Apple is reportedly working on a design for a system that will transform many smartphone functions into what will ultimately be thin and light glass.
“One of the main problems is mass and weight,” said Gary Bradski, chief technician at OpenCV.ai, a developer of free machine vision software. “I mean how much weight can your nose hold?”
Brightness is an advantage for Metalenz, which has demonstrated that the ultra-thin lenses made of two-dimensional silicon have a super-transparent structure, each smaller than the wavelength of light. However, making lenses like integrated circuits offer other important advantages.
“One of the most powerful things you get out of metamaterials or superfaces is the ability to actually reduce system complexity while improving overall performance,” says Devlin. “So the medical or scientific apps that were locked in the lab because they were really big, bulky, and expensive will now be offered at a price in the form you can take it for. to everyone’s phone. “
An early possibility would be to make it possible to place sensors right behind a smartphone screen, making it possible to use the entire surface area of the phone. It will also simplify “structured light” sensors that project dot patterns used to perform facial recognition.
Microelectronics’s most powerful property is its ability to shrink microchips, making them faster, more powerful, and less expensive for decades. In a similar fashion, metamaterials will transform the way designers exploit light beams.

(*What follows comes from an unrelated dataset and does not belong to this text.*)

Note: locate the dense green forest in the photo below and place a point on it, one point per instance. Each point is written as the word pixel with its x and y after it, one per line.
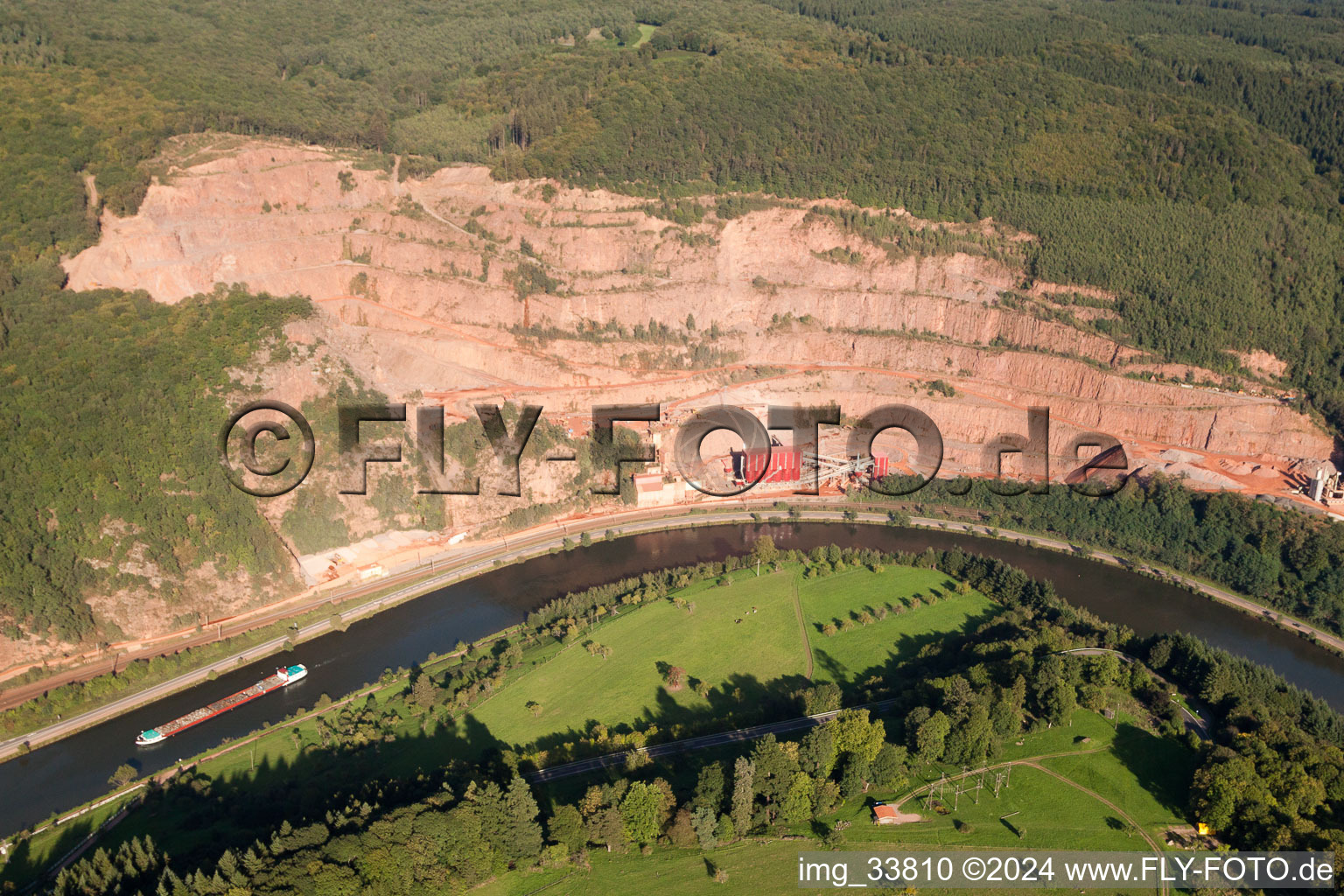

For example, scientists working on an advanced millimeter telescope scheduled for installation at the Simons Observatory in Chile next year have switched to using metamaterials for the tiles that will cover the inside of the glass. astronomy to collect almost all stray light. Mark Devlin (no relation to the founder of Metalenz), professor of astronomy and astrophysics at the University of Pennsylvania, said the photons that fall on the surface of the brick are trapped by a surface of the super conical structure. small. telescope.
“Bricks are light, cheap, easy to install and they won’t fall off,” he said.